The advertorials celebrating the Chinese takeover of Sihanoukville rave about five-star hotels, high end restaurants and shopping centres whilst its devastated local population attempts to adjust. Kampot and Kep provinces ae now home to expats on the run from Sihanoukville’s rebuilding, with huge swathes of former rice paddies between Kep and the border now the site of equally massive Chinese developments. Some expats are posting the construction is so huge it’s resembling entire cities, with the roads all but destroyed due to heavy earth-moving machinery and lorries.
Kampot is reeling under the changes, with a proposed 40-story shopping mall causing controversy within the former sleepy town’s community. Expats who’ve moved to the region from either Thailand or Sihanoukville are now wondering where to go next. Rumour has it that the entire coastline is to become a massive port and special economic zone, destroying the mangrove forest and damaging the ecology of the entire coastline.

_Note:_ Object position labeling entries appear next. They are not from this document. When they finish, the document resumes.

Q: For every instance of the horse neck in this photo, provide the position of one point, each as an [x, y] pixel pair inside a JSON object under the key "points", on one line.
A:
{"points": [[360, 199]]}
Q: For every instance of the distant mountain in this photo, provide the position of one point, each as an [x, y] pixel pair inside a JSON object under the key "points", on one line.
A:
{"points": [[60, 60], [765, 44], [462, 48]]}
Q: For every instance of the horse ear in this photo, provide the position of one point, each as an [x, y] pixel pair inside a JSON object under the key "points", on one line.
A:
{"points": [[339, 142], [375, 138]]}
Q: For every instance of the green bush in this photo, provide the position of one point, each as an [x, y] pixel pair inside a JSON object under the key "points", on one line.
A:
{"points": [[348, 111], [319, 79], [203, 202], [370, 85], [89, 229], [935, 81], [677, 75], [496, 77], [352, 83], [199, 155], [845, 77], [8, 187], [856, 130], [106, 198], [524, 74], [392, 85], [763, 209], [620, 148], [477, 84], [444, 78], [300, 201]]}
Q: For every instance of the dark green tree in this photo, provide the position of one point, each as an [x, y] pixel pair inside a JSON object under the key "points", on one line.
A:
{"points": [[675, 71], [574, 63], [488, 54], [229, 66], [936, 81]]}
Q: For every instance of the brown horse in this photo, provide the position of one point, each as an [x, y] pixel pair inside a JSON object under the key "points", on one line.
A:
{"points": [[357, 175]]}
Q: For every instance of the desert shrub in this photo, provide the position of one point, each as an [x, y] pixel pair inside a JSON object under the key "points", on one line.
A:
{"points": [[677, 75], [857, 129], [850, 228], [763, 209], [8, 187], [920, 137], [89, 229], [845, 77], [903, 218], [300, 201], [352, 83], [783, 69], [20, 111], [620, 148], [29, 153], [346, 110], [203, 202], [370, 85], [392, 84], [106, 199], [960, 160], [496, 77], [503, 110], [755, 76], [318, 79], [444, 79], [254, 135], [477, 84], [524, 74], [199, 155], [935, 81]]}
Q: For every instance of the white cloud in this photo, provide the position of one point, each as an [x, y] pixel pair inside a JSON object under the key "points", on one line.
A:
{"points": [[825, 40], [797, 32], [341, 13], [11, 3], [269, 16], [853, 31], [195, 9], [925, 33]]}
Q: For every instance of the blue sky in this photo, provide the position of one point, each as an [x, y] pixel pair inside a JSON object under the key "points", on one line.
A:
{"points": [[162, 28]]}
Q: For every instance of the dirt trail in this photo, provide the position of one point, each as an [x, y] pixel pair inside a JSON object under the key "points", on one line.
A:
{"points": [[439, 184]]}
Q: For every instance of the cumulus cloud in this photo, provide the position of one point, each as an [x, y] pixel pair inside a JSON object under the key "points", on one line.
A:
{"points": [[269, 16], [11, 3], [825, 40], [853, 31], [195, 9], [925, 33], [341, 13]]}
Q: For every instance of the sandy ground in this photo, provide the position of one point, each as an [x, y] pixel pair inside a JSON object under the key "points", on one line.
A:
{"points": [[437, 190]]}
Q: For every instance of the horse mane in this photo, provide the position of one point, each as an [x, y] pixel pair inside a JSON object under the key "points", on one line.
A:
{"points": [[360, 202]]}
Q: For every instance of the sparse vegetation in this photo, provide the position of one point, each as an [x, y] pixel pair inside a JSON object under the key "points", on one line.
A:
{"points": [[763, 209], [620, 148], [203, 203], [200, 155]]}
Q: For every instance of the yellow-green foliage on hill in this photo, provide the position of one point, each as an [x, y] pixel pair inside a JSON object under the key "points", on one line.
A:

The Cambodian local authority isn’t best pleased, but can do nothing.
Elsewhere, Battambang province is being cited as the home of culture and community Chinese style, with the province’s governor more than happy to let it happen. The aim is to attract huge numbers of Chinese tourists, all of whom will be encouraged to understand Cambodia’s traditions and culture – none of which will be in evidence once the takeover is complete.